Our Film of the Week, The Caine Mutiny, was one of my father’s favorites, as I remember, and it must have brought him back to his couple of years in the Army, before he and my mother got married. He rose to the rank of sergeant, stationed far away in Colorado and then in Germany. He didn’t talk much about those days, except to say that you had to demand prompt and full obedience to orders, because only then would you have a real army. He led his men on fifty-mile fast-marches in the Colorado mountains, with full gear, the sort of thing you’d never believe you could do until someone demanded it of you. And that brings us to the crux of this film. What happens when the commander cannot command? What happens when either decision you must make is bad?

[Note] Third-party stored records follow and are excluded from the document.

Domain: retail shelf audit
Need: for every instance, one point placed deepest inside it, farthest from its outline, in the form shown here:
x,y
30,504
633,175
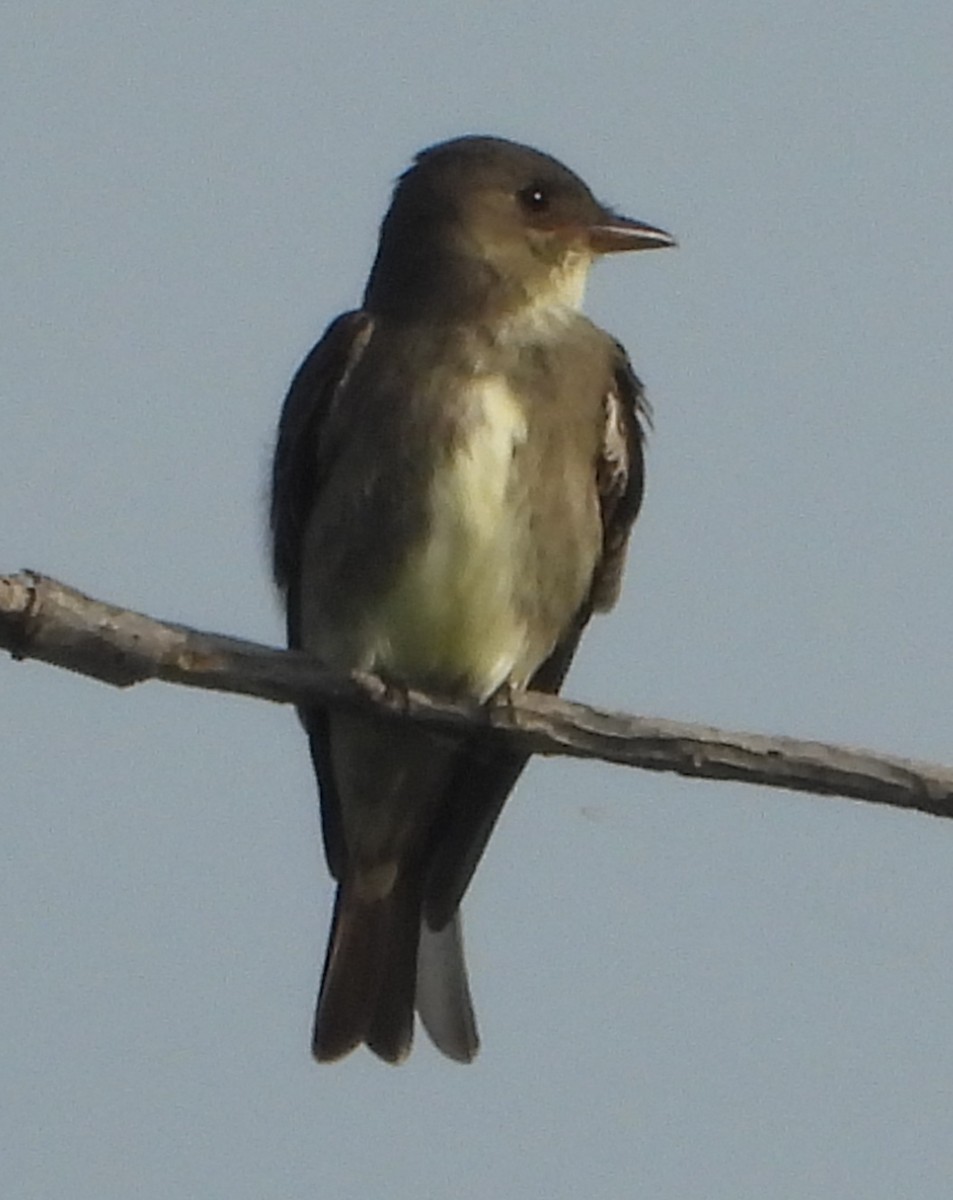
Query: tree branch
x,y
43,619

Somebody wrote, in a review of The Caine Mutiny, that Hollywood of old wasn’t very good at portraying subtle moral problems, preferring instead to dress up everything in black and white. Precisely the reverse is true. Why, even such a celebrated hero as George Bailey in It’s a Wonderful Life is deeply human and quite problematic, “a frustrated young man” as his enemy Mr. Potter calls him, and he is not entirely wrong about that. In The Caine Mutiny, you’ve got a slovenly ship, the Caine, commanded by a loose sort of fellow whom the mariners love (Tom Tully earned an Oscar nomination for the easygoing Commodore DeVriess), transferred over to a disciplinarian, Captain Queeg (Humphrey Bogart), who suffers from insecurity and the paranoia that often goes along with it. The three principal persons he must deal with are his second in command, Lt. Maryk (Van Johnson), a brave and sensible seaman not motivated by ambition or resentment, the young and idealistic Ensign Keith (Robert Francis; see him in another military movie we’ve recommended, The Long Gray Line), whom Queeg chooses to be his morale officer, a checker-up of shirt-tails and polished buttons and lights out, and the true villain of the film, the sly whisperer, the suggester of calumnies, the sophisticated author on board, Lt. Keefer (Fred MacMurray, playing the second of his three great bad men; see the first of them in Double Indemnity). When Queeg freezes up during a storm, the whispers go about that he is “yellow,” and that, combined with his disciplinary pettiness, turns the mariners against him. You are in Lt. Maryk’s place — and you see signs that the Captain is not in control of his faculties. Or you believe the suggestions that he is not so. The Captain, swallowing his pride, asks you for your help. What do you do? The film takes place during wartime: your decision one way or the other can cost many men their lives.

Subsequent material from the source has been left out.